La gratificazione di essere dalla parte dei buoni nonostante l’infame servizio dei giornali, servi del potere, e del sapere confiscato dai pochi per proprio tornaconto, è sufficiente a arrestare qualunque ulteriore sviluppo. Le espressioni diventano stereotipe: la “storia ufficiale”, i “dogmi della scienza”, il “coraggio di pochi”, le “voci fuori dal coro”, e l’odio si riversa su coloro che esprimono perplessità sopra quel miracoloso risveglio. A chi ricordasse loro che il costo del lavoro è il risultato di una lotta politica, non il trucco di un disonesto, i seguaci delle cospirazioni toglierebbero volentieri la parola sostenendo che anche l’economia è una bugia raccontata per farci star buoni.
Una volta consegnato il mondo a poche menti perverse, lo spazio per altro si riduce sino quasi a scomparire. Se politica, cultura, organizzazione e studio non sono altro che un inganno, sul campo schierate in formazione restano solo la rabbia e il compiacimento. Si accusa quel che manca di essere la causa della miseria e ci si libera del poco che pure sarebbe rimasto, a favore di un risorgimento tutto personale, esibendo pace interiore e compiaciuti ritornelli di circostanza. Con queste maniera si fugge, è vero, la condizione umana del presente storico, ma si abbandona anche ogni principio di speranza: se non sono gli uomini a fare la storia, chi mai potrà salvarsi?

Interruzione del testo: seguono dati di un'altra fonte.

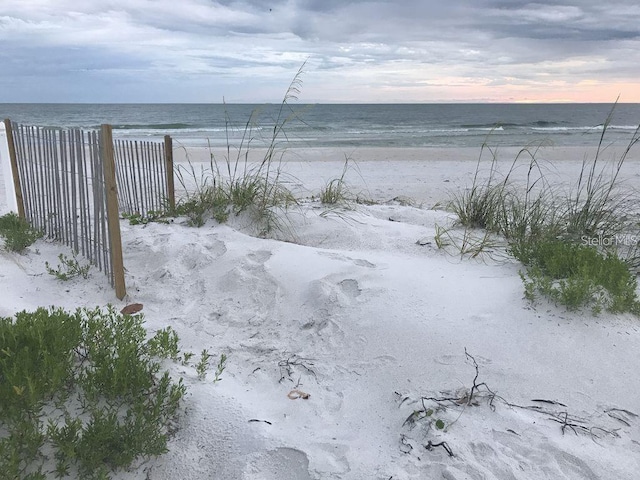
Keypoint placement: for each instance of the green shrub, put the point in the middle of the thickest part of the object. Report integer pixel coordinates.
(235, 185)
(577, 275)
(17, 232)
(98, 383)
(68, 268)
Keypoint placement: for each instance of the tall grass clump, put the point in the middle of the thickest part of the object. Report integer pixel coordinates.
(236, 184)
(580, 247)
(17, 232)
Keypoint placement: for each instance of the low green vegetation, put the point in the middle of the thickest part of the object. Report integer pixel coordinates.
(580, 248)
(17, 232)
(84, 394)
(68, 268)
(240, 184)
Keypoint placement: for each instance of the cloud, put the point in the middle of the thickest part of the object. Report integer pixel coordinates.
(248, 50)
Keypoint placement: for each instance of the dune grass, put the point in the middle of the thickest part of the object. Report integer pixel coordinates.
(571, 243)
(238, 184)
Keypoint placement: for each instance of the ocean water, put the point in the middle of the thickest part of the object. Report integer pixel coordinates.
(346, 125)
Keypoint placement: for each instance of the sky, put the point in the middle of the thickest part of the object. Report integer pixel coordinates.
(383, 51)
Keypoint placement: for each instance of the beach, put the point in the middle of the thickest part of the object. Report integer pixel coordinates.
(359, 309)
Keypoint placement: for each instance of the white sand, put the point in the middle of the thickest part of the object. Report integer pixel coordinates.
(370, 322)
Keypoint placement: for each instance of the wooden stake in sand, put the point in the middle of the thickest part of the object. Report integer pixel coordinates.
(113, 216)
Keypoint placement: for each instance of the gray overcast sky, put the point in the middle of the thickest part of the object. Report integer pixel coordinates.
(356, 51)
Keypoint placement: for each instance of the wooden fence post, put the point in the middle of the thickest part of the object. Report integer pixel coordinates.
(171, 190)
(113, 216)
(17, 186)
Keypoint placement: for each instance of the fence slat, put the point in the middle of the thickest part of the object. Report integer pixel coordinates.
(17, 185)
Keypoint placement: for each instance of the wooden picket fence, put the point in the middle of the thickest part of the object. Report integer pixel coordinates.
(67, 184)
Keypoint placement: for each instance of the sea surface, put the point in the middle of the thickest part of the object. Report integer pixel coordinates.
(346, 125)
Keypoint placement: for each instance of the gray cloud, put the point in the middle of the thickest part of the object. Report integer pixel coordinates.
(201, 50)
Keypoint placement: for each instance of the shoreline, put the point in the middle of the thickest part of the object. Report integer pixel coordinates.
(428, 176)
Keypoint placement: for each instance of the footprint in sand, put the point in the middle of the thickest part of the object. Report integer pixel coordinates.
(279, 464)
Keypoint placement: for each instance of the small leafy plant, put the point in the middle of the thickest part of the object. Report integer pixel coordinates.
(222, 364)
(151, 216)
(68, 268)
(83, 394)
(203, 365)
(17, 232)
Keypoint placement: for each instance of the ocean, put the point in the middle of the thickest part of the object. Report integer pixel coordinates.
(346, 125)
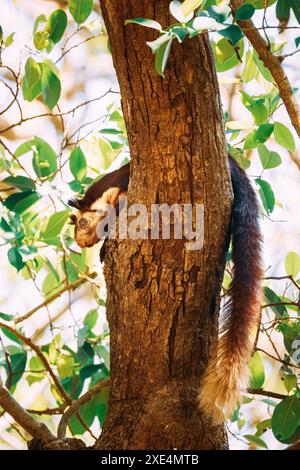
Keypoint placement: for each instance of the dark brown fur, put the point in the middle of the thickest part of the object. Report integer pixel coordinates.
(227, 372)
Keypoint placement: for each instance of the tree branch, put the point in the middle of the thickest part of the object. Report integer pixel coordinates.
(50, 299)
(62, 427)
(23, 418)
(273, 63)
(43, 359)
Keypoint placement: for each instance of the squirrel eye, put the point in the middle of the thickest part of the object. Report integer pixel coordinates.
(82, 222)
(72, 219)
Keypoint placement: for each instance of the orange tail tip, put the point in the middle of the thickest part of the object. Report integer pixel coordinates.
(227, 374)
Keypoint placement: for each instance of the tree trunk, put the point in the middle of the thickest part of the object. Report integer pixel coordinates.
(163, 301)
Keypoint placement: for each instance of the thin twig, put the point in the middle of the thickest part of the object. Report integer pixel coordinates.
(62, 427)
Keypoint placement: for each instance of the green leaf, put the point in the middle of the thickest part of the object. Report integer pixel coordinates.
(285, 419)
(162, 55)
(249, 71)
(77, 163)
(9, 40)
(55, 224)
(296, 9)
(233, 33)
(284, 137)
(50, 84)
(27, 201)
(260, 113)
(80, 9)
(50, 284)
(257, 371)
(91, 369)
(188, 6)
(36, 365)
(273, 298)
(20, 182)
(40, 19)
(266, 195)
(145, 22)
(65, 366)
(263, 426)
(157, 43)
(105, 355)
(225, 54)
(261, 4)
(87, 413)
(262, 68)
(40, 40)
(292, 263)
(44, 161)
(6, 317)
(257, 441)
(219, 12)
(15, 258)
(290, 382)
(18, 364)
(283, 10)
(245, 12)
(102, 405)
(11, 336)
(31, 83)
(56, 25)
(91, 319)
(268, 159)
(264, 132)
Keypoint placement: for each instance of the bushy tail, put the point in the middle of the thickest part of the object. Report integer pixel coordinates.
(227, 373)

La teoria del complotto è la versione facile della coscienza politica, senza classi, senza mezzi di produzione e senza strategia. Garantisce un illimitato credito verso se stessi, con una parvenza di soggettività, e protegge, a un tempo, dalla inquietante scoperta di far parte – né più né meno di altri – delle procedure autonome di alienazione. Due secoli fa si scriveva che gli uomini assegnavano a Dio tutto quel che di bene ancora non c’era in terra e poi credevano a quel che avevano proiettato perché il bene, in qualche forma, volevano. Oggi si aliena il male al Diavolo e si combatte un fantasma, nella convinzione che comunque tutto sia perduto. La disperazione dei complotti è tutta qui, nel gesto con il quale si irride la conoscenza e si ingrassa un vitello che non è più nemmeno fatto d’oro.